In the summer of 2015, I was given access to a water-jet mill and a technician with extensive experience and exceptional dexterity with this piece of equipment. In my own glass making practice, I have spent years practicing a specific blown bottle shape in an attempt to become a better glassblower, but also with a conceptual goal of addressing the space between the handmade and machine made. This larger project points to ideas about alienation of craft practices from daily life as a result of the Industrial Revolution. Taking the aforementioned hand-blown, but referencing machine blown bottle, I mapped the contours of the object and drew a precise rendering in a 3D modeling program. That form was then spliced into vertical and horizontal planes that can be reassembled with a slot system. This object architecture is colloquially understood within the 3D modeling field as a “waffle”.

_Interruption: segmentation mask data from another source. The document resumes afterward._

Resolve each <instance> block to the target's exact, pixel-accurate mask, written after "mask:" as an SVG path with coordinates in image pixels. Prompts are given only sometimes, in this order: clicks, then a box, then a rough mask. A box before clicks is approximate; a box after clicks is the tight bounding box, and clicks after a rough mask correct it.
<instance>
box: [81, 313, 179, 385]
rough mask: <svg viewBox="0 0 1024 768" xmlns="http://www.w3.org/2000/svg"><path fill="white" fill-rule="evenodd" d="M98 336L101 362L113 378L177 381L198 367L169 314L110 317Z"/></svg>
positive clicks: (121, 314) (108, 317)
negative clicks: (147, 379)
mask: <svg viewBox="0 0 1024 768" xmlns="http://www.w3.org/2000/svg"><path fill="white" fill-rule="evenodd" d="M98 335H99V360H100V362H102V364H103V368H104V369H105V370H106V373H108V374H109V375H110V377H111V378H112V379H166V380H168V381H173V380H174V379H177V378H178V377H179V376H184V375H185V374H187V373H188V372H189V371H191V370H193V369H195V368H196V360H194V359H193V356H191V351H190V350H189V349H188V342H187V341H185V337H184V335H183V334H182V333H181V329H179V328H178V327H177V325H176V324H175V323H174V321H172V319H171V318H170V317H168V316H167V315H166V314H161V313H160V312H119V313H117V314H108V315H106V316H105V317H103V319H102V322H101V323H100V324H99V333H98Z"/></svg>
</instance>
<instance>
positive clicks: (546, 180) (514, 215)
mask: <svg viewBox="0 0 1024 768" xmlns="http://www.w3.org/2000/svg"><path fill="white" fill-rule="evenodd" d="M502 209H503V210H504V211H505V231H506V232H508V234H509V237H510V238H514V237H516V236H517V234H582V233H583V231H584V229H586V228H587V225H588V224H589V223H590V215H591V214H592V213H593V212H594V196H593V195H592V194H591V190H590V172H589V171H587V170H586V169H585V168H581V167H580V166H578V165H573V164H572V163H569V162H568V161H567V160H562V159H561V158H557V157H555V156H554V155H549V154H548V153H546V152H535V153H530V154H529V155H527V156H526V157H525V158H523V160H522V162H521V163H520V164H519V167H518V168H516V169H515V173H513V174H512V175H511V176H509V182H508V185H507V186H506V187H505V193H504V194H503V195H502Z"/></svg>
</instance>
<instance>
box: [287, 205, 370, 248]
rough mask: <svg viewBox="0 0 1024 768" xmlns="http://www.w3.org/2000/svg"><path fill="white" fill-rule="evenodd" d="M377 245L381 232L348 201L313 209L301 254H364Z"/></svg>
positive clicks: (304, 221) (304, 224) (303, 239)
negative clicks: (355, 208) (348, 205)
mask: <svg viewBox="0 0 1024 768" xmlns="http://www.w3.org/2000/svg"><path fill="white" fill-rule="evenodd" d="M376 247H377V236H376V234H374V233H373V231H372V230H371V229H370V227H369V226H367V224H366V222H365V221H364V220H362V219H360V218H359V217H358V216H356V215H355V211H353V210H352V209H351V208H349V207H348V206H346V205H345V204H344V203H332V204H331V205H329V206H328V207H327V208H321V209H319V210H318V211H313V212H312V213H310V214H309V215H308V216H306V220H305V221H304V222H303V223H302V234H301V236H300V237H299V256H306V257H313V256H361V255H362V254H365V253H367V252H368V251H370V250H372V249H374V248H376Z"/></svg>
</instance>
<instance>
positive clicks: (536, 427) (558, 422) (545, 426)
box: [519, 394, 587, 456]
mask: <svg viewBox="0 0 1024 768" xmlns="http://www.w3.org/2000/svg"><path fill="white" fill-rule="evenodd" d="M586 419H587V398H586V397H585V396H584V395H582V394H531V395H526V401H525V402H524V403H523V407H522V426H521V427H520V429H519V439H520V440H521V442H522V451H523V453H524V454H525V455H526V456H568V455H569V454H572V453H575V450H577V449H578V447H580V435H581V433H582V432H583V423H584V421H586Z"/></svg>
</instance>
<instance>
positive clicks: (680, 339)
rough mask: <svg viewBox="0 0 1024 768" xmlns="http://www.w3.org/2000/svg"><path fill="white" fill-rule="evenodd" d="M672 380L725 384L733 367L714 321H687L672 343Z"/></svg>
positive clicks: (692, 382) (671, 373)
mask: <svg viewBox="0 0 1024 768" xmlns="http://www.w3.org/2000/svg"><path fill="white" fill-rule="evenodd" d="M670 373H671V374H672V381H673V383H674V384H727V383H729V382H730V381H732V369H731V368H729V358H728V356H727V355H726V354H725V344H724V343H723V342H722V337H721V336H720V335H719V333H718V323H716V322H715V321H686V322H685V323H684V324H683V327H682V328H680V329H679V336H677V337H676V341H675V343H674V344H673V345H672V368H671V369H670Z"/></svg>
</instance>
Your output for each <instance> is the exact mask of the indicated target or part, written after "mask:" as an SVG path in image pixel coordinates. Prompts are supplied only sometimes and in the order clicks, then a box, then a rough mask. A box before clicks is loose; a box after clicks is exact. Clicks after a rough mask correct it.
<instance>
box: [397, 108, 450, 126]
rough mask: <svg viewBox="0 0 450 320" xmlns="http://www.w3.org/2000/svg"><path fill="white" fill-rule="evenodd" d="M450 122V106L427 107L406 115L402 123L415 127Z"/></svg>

To take this process one step further in order to address my core concern of the space between the hand made and the machine made, I blew several glass cylinders, which were then cut and slumped open into a sheet. This process is a traditional and anachronistic process for making flat glass for windows. Once generated, the sheet glass replaced the industrially precise float glass typically used on the water-jet mill. In order for the slot system of the waffle to work, each slot had to be mapped according to where in the variably thick sheet of glass it would be cut so that the corresponding slot could be adjusted within the water-jet’s software. Essentially making a process designed for efficiency and ease, exponentially more labor intensive and time consuming. I am more often than not alienated from new, technology based, processes because I am inclined to relish in and find important creative choices within the minutia of the process. This project seeks compatibility with technology by insinuating human labor into areas normally left to standardization and automation.